TAMPA — The biggest project in decades at Tampa International Airport hasn't started construction yet and already has hit its first snag.
The Hillsborough County Aviation Authority is redoing the bidding process for the first phase of construction for the new $2.5 billion master plan because of confusion about the airport's minority contracting rules.
"It will delay the project," said airport spokeswoman Janet Zink. "But it's a big undertaking that's significant for the airport and the entire region. It's important to get it right."
The airport started the time period for receiving proposals on April 5. But when airport staff saw there were problems, they ended up pulling the plug on the process three months later on July 16.
The winning bid was supposed to be selected Aug. 1. But now the winner won't be picked until the end of the year, delaying for a few months a project set to be finished in 2017.
The first phase has a projected cost of $736 million. It calls for the airport to build a consolidated rental car facility and an automated people mover to link it to the main terminal. That first phase will clear room for the main terminal to be expanded in the next two phases, set for completion by 2028.
Eight firms had put in bids. The fact that there were two different parts to that first construction phase led to some of the confusion. The other part of the confusion concerned airport rules requiring the bidders to parcel out some of the work to minority-owned firms: Were those requirements for each half of the project, or for the entire project?
Some of the airport's documentation was unclear.
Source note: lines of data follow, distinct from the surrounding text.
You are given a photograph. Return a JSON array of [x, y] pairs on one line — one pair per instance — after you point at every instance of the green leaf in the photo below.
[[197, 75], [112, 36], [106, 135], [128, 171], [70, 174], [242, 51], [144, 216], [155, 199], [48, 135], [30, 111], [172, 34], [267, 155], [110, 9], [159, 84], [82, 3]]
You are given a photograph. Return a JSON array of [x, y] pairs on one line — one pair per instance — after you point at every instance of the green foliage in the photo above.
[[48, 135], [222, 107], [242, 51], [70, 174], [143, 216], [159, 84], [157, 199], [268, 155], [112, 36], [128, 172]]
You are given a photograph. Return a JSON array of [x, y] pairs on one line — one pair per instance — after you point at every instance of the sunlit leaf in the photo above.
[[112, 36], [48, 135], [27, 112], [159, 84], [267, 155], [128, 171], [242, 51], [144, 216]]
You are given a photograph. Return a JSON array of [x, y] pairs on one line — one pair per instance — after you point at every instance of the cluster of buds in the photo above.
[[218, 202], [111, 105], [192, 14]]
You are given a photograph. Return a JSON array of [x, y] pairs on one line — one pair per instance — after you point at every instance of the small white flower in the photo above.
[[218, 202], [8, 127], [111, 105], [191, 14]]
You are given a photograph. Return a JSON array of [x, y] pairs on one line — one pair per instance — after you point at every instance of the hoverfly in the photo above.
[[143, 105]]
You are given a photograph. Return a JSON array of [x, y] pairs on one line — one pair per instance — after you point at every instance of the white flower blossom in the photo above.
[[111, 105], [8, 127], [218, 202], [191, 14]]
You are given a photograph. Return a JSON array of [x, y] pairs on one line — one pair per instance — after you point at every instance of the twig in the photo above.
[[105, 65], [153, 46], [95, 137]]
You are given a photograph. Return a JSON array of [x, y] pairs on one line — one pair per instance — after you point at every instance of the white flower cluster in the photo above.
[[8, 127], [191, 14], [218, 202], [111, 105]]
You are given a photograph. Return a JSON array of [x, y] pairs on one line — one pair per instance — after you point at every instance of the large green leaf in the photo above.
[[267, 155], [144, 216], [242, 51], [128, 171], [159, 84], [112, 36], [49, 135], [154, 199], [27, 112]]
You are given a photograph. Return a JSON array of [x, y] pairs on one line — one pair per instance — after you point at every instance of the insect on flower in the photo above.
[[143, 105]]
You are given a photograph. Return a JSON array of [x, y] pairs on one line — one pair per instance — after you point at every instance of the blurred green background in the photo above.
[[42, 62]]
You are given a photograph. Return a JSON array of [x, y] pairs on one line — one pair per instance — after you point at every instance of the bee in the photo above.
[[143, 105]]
Some of the firms called the airport for guidance, but not all did. When the bids were submitted, airport staff realized the confusion. The rules call for minority business participation in the construction of each separate part of the project. "In the interest of being fair to everybody," Zink said, "we decided to start over so we can clarify what we were asking for."
The airport's requirements for the participation of minority-owned firms varies by project, and is determined in advance by a study of the available firms that could handle the work.